Yelp for drugs? Sermo debuts drug-rating tool for doctors featuring reviews, ratings and comments

Like consumers who scroll Amazon reviews, doctors looking for opinions on prescription drugs have a new place to turn. The Drug Ratings online database, launched last week by physician social network Sermo, allows doctors to tap into peer reviews, ratings and discussions about drugs.

The database—open to Sermo’s 650,000 members worldwide—was in beta until recently but already includes more than 1,000 drugs and more than 250,000 ratings. Drugs are rated anonymously across five different factors: efficacy, accessibility, adherence, safety and tolerance.

While pharma companies won’t be allowed to participate in the rating system, of course, Sermo will allow them access to the aggregate data. A Sermo spokeswoman further clarified via email that Sermo “will never share what any specific doctor has said about a drug, or anything else. Sermo exists to offer doctors a place to anonymously and collectively drive medicine forward, and Drug Ratings adheres to the same privacy standards as everything else on the Sermo social network.”

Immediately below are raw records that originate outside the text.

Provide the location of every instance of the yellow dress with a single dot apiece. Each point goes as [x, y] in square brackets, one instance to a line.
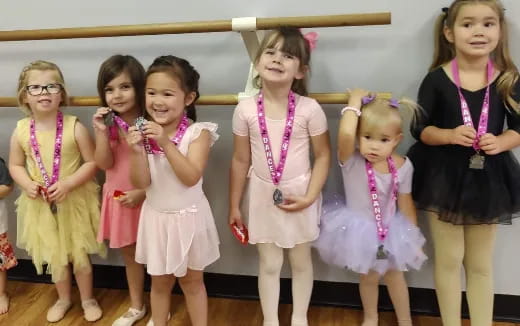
[70, 235]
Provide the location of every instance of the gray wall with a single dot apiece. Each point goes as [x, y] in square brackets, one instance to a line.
[390, 58]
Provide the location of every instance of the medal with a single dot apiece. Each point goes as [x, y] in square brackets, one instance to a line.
[48, 181]
[477, 160]
[381, 253]
[108, 118]
[382, 229]
[276, 171]
[151, 146]
[277, 197]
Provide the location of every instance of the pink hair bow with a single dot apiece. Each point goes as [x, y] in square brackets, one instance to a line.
[312, 39]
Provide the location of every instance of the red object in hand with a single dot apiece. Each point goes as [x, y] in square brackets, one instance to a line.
[241, 234]
[118, 194]
[44, 193]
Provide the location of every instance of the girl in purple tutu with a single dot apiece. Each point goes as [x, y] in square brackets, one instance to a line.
[375, 234]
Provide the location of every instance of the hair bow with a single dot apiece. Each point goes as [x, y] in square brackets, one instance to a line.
[393, 102]
[312, 39]
[367, 99]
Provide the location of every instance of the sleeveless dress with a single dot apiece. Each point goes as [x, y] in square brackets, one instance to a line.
[70, 235]
[348, 237]
[443, 182]
[118, 223]
[268, 223]
[177, 230]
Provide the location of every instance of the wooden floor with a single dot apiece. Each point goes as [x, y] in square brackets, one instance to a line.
[30, 301]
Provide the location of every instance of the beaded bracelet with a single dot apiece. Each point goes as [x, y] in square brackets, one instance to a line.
[351, 108]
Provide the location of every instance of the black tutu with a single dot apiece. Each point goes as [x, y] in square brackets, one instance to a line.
[444, 183]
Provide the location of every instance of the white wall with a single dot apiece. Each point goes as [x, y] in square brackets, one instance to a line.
[390, 58]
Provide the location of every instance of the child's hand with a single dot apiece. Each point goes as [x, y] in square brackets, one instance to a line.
[295, 203]
[59, 190]
[355, 97]
[32, 189]
[463, 135]
[235, 216]
[97, 119]
[132, 198]
[134, 138]
[490, 144]
[154, 131]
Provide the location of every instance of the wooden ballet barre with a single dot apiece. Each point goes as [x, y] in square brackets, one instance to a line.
[194, 27]
[223, 99]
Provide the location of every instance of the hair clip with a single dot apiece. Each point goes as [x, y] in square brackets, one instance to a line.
[367, 99]
[393, 102]
[312, 39]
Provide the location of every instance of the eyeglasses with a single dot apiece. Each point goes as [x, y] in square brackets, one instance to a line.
[35, 90]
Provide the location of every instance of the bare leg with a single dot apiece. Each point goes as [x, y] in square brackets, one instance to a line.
[160, 298]
[398, 290]
[302, 282]
[194, 290]
[271, 260]
[369, 291]
[135, 277]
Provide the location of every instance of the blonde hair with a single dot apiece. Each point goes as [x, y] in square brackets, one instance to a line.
[24, 78]
[294, 44]
[383, 111]
[445, 51]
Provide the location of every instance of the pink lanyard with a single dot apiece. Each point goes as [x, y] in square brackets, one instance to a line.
[382, 230]
[466, 115]
[276, 171]
[57, 151]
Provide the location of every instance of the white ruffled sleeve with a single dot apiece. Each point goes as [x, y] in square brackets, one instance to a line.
[197, 128]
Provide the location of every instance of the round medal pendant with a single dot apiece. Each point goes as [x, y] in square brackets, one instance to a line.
[476, 162]
[381, 252]
[277, 197]
[108, 119]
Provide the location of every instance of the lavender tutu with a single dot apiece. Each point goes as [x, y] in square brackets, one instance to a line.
[349, 240]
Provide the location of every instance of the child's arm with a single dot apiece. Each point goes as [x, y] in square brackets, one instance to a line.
[407, 207]
[321, 150]
[86, 172]
[103, 153]
[240, 164]
[5, 190]
[506, 141]
[140, 171]
[348, 126]
[17, 168]
[190, 168]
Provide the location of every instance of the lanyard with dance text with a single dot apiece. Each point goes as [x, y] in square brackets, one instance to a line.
[56, 160]
[276, 171]
[152, 147]
[477, 160]
[382, 229]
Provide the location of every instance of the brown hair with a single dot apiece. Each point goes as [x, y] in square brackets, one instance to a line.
[116, 65]
[294, 44]
[184, 72]
[445, 51]
[24, 77]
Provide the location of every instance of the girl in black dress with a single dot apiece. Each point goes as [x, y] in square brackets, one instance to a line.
[466, 178]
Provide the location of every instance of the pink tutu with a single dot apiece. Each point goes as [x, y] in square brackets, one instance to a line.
[172, 242]
[349, 240]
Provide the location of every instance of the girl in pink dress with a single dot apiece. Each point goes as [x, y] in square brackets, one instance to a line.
[177, 236]
[121, 90]
[274, 131]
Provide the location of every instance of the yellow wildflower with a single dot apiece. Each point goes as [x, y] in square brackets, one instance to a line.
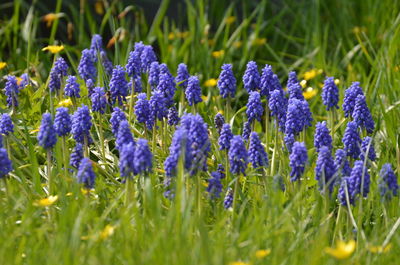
[111, 42]
[211, 42]
[99, 8]
[87, 191]
[85, 237]
[237, 44]
[380, 249]
[239, 263]
[46, 201]
[65, 103]
[259, 41]
[343, 250]
[211, 82]
[229, 20]
[171, 36]
[70, 30]
[2, 65]
[107, 231]
[312, 74]
[310, 93]
[303, 83]
[262, 253]
[358, 30]
[54, 48]
[49, 18]
[218, 54]
[183, 34]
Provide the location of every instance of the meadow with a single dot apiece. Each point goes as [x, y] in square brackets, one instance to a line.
[199, 132]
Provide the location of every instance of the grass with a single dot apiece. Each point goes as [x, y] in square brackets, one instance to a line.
[351, 40]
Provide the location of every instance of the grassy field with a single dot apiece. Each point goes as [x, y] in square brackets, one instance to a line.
[350, 40]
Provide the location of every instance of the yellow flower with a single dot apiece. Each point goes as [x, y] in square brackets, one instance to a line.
[218, 54]
[99, 8]
[237, 44]
[160, 170]
[259, 41]
[171, 36]
[358, 30]
[303, 83]
[211, 82]
[65, 103]
[239, 263]
[343, 250]
[229, 20]
[182, 35]
[262, 253]
[85, 237]
[380, 249]
[54, 48]
[107, 231]
[46, 201]
[2, 65]
[49, 18]
[310, 93]
[86, 191]
[312, 73]
[211, 42]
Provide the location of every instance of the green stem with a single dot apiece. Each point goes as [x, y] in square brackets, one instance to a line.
[6, 187]
[228, 109]
[199, 194]
[273, 162]
[49, 178]
[267, 128]
[332, 122]
[131, 101]
[85, 146]
[101, 136]
[65, 156]
[129, 191]
[235, 194]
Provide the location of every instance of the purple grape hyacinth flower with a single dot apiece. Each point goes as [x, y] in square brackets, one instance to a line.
[238, 155]
[62, 122]
[298, 160]
[227, 82]
[47, 134]
[330, 94]
[251, 77]
[255, 109]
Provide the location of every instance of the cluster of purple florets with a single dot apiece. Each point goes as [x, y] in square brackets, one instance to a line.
[190, 151]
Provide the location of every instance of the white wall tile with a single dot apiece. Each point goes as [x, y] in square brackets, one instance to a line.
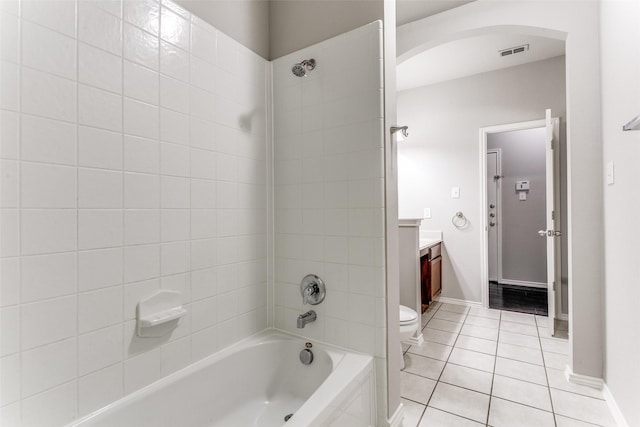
[49, 276]
[141, 47]
[47, 50]
[174, 159]
[49, 141]
[99, 148]
[47, 321]
[10, 184]
[174, 94]
[9, 38]
[99, 309]
[100, 388]
[142, 370]
[141, 263]
[99, 68]
[10, 329]
[141, 119]
[141, 155]
[99, 189]
[47, 231]
[57, 15]
[99, 349]
[99, 108]
[44, 94]
[175, 258]
[175, 192]
[48, 186]
[141, 83]
[99, 228]
[9, 131]
[174, 127]
[99, 268]
[56, 406]
[48, 366]
[174, 62]
[141, 191]
[10, 381]
[98, 28]
[141, 226]
[175, 225]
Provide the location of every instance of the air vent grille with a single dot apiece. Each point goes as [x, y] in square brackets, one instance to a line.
[514, 50]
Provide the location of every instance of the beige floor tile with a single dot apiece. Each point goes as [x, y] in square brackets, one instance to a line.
[454, 308]
[432, 350]
[503, 413]
[582, 408]
[484, 312]
[465, 377]
[460, 401]
[518, 328]
[423, 366]
[415, 387]
[472, 359]
[521, 392]
[440, 337]
[476, 344]
[523, 354]
[519, 339]
[479, 332]
[482, 321]
[521, 371]
[436, 418]
[527, 319]
[412, 413]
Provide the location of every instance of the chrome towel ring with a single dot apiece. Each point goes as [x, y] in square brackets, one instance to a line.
[459, 221]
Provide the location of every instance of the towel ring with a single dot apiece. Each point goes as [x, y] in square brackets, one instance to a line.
[459, 221]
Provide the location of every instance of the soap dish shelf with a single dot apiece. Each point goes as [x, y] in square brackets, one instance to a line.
[160, 313]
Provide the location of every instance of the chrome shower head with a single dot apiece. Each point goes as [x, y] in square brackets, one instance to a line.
[300, 69]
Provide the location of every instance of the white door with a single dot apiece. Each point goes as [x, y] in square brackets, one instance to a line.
[552, 232]
[493, 192]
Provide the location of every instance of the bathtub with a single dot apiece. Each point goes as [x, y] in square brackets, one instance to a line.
[256, 382]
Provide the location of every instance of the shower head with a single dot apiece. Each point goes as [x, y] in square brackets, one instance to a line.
[300, 69]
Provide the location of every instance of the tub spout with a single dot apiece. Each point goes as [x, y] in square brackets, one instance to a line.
[305, 318]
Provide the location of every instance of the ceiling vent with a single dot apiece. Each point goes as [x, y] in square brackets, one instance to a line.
[514, 50]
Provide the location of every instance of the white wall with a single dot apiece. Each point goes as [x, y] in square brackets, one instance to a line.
[329, 193]
[577, 24]
[523, 157]
[620, 103]
[443, 151]
[132, 159]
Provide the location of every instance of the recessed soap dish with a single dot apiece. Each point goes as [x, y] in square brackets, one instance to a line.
[160, 313]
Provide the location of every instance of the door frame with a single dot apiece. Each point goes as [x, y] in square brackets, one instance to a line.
[484, 241]
[498, 152]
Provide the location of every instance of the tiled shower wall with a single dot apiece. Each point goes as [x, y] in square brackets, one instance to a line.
[329, 192]
[133, 158]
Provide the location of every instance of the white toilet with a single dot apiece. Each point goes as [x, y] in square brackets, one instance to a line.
[408, 326]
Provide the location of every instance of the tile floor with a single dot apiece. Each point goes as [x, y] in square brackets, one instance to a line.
[484, 367]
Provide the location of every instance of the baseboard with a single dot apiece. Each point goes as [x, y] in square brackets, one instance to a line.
[613, 407]
[457, 301]
[584, 380]
[396, 419]
[523, 283]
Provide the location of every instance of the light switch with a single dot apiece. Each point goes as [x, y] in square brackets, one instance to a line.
[611, 177]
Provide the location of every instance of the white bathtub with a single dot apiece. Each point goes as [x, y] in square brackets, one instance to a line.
[256, 382]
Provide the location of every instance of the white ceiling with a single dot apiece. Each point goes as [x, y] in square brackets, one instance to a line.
[471, 56]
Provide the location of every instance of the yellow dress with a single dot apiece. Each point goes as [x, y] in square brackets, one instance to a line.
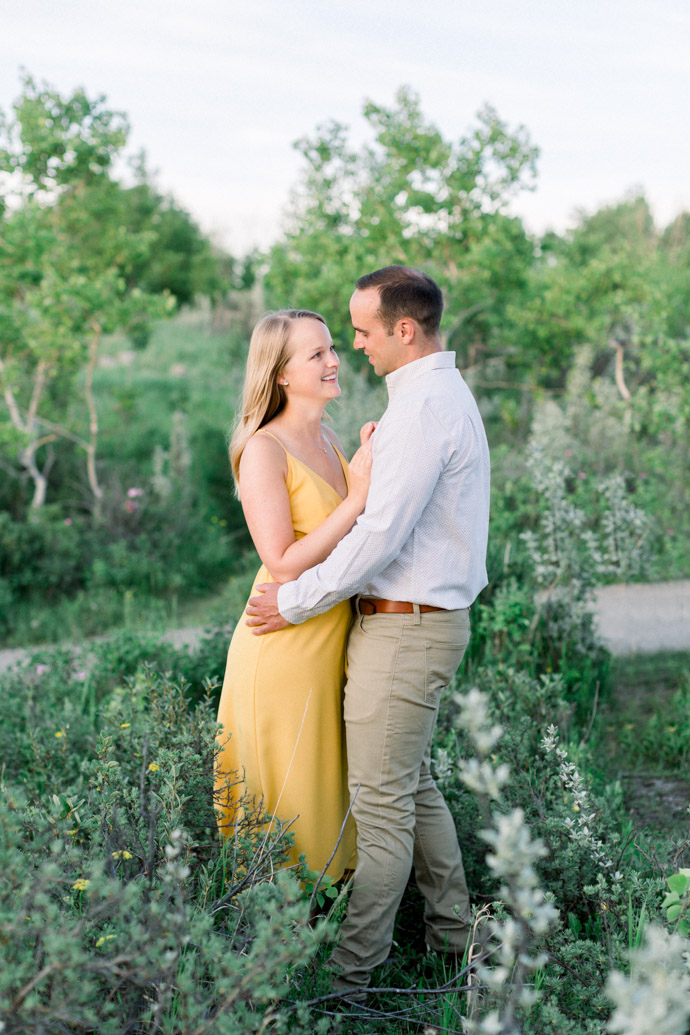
[281, 702]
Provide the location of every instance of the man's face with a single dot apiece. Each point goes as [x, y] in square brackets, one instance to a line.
[385, 351]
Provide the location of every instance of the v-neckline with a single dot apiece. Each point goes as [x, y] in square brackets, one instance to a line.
[310, 469]
[320, 476]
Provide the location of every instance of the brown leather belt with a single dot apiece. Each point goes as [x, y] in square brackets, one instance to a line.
[368, 605]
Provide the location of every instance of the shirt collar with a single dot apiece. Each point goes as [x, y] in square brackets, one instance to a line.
[397, 380]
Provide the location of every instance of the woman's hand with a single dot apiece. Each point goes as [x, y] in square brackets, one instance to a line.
[360, 468]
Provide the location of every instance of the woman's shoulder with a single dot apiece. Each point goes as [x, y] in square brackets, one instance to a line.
[265, 448]
[330, 435]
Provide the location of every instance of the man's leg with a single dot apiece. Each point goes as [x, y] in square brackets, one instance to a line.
[396, 669]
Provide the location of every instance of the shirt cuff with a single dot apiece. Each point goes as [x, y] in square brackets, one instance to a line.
[287, 604]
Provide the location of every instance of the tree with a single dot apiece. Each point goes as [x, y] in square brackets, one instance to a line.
[413, 198]
[64, 262]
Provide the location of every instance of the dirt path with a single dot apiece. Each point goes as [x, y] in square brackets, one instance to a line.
[636, 618]
[645, 618]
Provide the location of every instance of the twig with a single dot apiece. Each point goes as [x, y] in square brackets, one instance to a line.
[335, 848]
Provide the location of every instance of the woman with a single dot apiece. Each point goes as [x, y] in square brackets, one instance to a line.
[281, 696]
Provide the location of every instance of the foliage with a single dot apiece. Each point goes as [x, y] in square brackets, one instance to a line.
[63, 278]
[411, 198]
[122, 908]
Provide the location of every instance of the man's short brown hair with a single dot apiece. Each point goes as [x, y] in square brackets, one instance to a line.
[406, 292]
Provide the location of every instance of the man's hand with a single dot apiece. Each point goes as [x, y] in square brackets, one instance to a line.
[264, 611]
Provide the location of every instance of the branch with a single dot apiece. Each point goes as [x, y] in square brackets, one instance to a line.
[15, 414]
[39, 384]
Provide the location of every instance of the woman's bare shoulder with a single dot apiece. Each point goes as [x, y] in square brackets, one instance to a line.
[329, 434]
[264, 449]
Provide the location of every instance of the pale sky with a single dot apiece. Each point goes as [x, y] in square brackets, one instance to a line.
[216, 91]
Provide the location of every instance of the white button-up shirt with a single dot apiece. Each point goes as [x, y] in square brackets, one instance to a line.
[422, 535]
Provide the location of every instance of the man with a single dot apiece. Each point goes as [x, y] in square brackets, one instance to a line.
[415, 561]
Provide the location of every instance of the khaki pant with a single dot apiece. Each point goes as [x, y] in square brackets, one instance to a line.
[397, 667]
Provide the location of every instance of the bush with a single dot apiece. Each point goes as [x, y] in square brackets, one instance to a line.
[121, 910]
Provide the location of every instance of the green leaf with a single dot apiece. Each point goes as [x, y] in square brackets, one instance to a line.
[678, 883]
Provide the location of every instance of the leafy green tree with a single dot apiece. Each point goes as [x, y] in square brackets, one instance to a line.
[179, 258]
[411, 197]
[64, 262]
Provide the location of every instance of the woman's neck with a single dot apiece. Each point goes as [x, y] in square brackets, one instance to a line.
[302, 423]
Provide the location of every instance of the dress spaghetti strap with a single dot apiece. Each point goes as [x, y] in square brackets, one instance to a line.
[264, 432]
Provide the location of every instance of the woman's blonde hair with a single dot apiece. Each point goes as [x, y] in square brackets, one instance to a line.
[263, 397]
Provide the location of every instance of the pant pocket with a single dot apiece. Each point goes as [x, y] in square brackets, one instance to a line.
[441, 662]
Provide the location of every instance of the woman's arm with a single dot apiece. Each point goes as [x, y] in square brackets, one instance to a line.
[266, 505]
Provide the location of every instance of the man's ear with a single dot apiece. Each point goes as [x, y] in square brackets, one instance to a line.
[406, 330]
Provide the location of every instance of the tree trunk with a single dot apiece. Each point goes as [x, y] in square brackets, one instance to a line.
[93, 426]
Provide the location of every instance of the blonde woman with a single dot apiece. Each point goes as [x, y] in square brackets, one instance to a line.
[281, 698]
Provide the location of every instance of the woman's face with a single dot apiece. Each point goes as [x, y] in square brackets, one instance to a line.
[311, 372]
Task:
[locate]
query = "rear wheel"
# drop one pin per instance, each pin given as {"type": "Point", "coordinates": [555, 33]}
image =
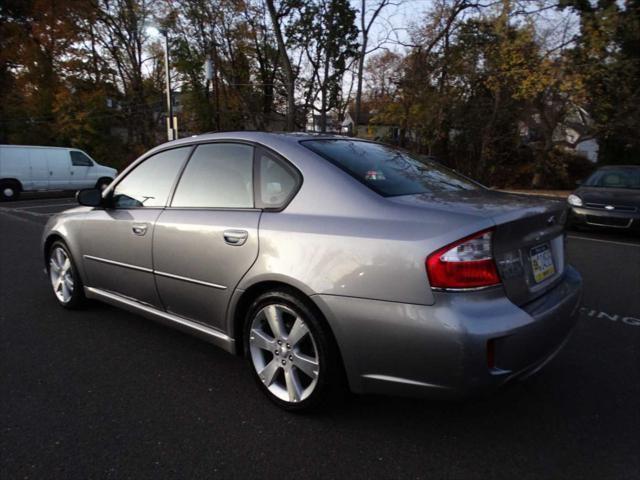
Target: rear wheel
{"type": "Point", "coordinates": [292, 354]}
{"type": "Point", "coordinates": [9, 190]}
{"type": "Point", "coordinates": [64, 278]}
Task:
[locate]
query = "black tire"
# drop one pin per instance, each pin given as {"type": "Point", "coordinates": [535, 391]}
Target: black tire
{"type": "Point", "coordinates": [9, 190]}
{"type": "Point", "coordinates": [103, 183]}
{"type": "Point", "coordinates": [77, 299]}
{"type": "Point", "coordinates": [329, 386]}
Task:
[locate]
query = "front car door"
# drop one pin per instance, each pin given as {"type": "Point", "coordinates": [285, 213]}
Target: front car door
{"type": "Point", "coordinates": [207, 239]}
{"type": "Point", "coordinates": [117, 240]}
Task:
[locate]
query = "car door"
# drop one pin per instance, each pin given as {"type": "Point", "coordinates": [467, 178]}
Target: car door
{"type": "Point", "coordinates": [81, 166]}
{"type": "Point", "coordinates": [208, 238]}
{"type": "Point", "coordinates": [59, 165]}
{"type": "Point", "coordinates": [117, 240]}
{"type": "Point", "coordinates": [38, 168]}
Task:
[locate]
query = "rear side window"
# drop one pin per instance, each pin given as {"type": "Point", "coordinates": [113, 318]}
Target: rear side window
{"type": "Point", "coordinates": [615, 178]}
{"type": "Point", "coordinates": [218, 175]}
{"type": "Point", "coordinates": [149, 184]}
{"type": "Point", "coordinates": [79, 159]}
{"type": "Point", "coordinates": [387, 170]}
{"type": "Point", "coordinates": [278, 181]}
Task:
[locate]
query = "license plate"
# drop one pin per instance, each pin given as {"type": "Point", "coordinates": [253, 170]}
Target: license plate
{"type": "Point", "coordinates": [542, 262]}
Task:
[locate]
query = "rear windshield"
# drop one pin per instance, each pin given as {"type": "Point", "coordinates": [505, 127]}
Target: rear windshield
{"type": "Point", "coordinates": [387, 170]}
{"type": "Point", "coordinates": [615, 178]}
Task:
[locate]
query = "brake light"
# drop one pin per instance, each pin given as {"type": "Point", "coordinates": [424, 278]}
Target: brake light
{"type": "Point", "coordinates": [467, 263]}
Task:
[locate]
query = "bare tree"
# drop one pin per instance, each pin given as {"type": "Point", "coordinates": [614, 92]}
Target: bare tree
{"type": "Point", "coordinates": [365, 29]}
{"type": "Point", "coordinates": [276, 17]}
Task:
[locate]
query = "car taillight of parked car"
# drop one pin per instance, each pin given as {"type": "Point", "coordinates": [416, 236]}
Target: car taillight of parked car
{"type": "Point", "coordinates": [467, 263]}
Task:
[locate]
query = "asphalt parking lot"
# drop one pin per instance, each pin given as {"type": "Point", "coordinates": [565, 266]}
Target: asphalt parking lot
{"type": "Point", "coordinates": [102, 393]}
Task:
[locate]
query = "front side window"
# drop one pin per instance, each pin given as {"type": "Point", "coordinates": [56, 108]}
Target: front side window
{"type": "Point", "coordinates": [278, 181]}
{"type": "Point", "coordinates": [387, 170]}
{"type": "Point", "coordinates": [79, 159]}
{"type": "Point", "coordinates": [218, 175]}
{"type": "Point", "coordinates": [149, 184]}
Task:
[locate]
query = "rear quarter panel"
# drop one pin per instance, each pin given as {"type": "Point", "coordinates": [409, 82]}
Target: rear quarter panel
{"type": "Point", "coordinates": [337, 237]}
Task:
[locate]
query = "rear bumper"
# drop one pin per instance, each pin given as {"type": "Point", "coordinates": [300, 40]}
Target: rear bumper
{"type": "Point", "coordinates": [442, 350]}
{"type": "Point", "coordinates": [594, 218]}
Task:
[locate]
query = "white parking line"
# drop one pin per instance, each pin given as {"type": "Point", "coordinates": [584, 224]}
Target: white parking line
{"type": "Point", "coordinates": [577, 237]}
{"type": "Point", "coordinates": [46, 206]}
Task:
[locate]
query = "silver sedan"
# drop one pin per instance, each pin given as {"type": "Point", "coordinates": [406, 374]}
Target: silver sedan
{"type": "Point", "coordinates": [325, 261]}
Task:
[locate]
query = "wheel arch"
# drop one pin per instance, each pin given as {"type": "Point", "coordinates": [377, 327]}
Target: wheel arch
{"type": "Point", "coordinates": [103, 178]}
{"type": "Point", "coordinates": [14, 181]}
{"type": "Point", "coordinates": [56, 235]}
{"type": "Point", "coordinates": [244, 298]}
{"type": "Point", "coordinates": [53, 237]}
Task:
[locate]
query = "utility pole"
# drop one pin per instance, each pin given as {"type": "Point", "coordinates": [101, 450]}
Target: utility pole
{"type": "Point", "coordinates": [172, 128]}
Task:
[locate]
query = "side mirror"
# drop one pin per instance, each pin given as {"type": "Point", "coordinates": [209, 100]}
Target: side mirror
{"type": "Point", "coordinates": [89, 197]}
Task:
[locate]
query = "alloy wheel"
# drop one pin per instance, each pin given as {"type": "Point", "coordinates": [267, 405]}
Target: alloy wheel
{"type": "Point", "coordinates": [61, 274]}
{"type": "Point", "coordinates": [284, 353]}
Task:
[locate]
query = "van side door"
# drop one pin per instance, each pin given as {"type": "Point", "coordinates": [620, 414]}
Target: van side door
{"type": "Point", "coordinates": [38, 168]}
{"type": "Point", "coordinates": [81, 166]}
{"type": "Point", "coordinates": [59, 165]}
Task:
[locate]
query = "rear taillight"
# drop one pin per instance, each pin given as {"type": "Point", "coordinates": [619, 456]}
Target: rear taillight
{"type": "Point", "coordinates": [467, 263]}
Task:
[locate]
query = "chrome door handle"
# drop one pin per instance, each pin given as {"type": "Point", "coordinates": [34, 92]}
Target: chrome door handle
{"type": "Point", "coordinates": [235, 237]}
{"type": "Point", "coordinates": [139, 228]}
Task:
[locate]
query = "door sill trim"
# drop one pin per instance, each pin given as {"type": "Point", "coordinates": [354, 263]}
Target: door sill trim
{"type": "Point", "coordinates": [204, 332]}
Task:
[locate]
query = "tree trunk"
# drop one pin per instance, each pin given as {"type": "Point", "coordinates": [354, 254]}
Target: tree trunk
{"type": "Point", "coordinates": [363, 53]}
{"type": "Point", "coordinates": [288, 69]}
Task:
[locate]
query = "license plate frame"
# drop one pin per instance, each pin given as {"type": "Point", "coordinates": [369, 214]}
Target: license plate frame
{"type": "Point", "coordinates": [542, 264]}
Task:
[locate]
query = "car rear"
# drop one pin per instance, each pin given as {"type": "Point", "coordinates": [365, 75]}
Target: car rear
{"type": "Point", "coordinates": [504, 298]}
{"type": "Point", "coordinates": [608, 199]}
{"type": "Point", "coordinates": [522, 302]}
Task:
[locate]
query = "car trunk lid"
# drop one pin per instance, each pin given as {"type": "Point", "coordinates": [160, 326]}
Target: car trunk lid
{"type": "Point", "coordinates": [528, 242]}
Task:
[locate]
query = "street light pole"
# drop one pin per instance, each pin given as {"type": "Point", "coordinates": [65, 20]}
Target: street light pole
{"type": "Point", "coordinates": [172, 131]}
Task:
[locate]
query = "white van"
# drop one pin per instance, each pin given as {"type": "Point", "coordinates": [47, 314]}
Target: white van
{"type": "Point", "coordinates": [25, 168]}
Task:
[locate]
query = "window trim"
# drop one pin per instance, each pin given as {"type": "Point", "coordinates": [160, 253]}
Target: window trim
{"type": "Point", "coordinates": [193, 145]}
{"type": "Point", "coordinates": [287, 165]}
{"type": "Point", "coordinates": [135, 165]}
{"type": "Point", "coordinates": [232, 209]}
{"type": "Point", "coordinates": [371, 187]}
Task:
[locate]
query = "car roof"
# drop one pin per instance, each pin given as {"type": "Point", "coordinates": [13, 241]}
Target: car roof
{"type": "Point", "coordinates": [257, 136]}
{"type": "Point", "coordinates": [40, 146]}
{"type": "Point", "coordinates": [611, 167]}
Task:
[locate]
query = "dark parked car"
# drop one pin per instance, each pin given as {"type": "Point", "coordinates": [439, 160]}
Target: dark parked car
{"type": "Point", "coordinates": [609, 198]}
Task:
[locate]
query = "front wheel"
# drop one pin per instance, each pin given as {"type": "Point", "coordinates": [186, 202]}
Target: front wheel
{"type": "Point", "coordinates": [64, 278]}
{"type": "Point", "coordinates": [292, 354]}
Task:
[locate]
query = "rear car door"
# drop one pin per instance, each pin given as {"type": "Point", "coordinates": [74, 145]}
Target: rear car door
{"type": "Point", "coordinates": [117, 240]}
{"type": "Point", "coordinates": [207, 239]}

Sermo will not serve banners or any other advertising on the Drug Rating tool, she said.

Neurologist Heidi Moawad, M.D., was one of the beta testers of Sermo’s Drug Rating tool and found it helpful not only to look at other doctors’ ratings but also in providing an outlet for sharing.

“Doctors care a lot about sharing information. I know myself if I’ve had a negative side effects with a drug I want to share it with other doctors. You want people to have the most information possible when prescribing medicine,” she said.  

She likened the Drug Ratings tool to similar exchanges that happen in person in the hallway of a hospital or in a physician’s office corridor, where one doctor asks another for their opinions and experiences with a particular drug.

As for the pharma review of aggregate data, Moawad said she hopes companies might use the information to improve drugs, for instance, when there are many similar complaints about the same side effect.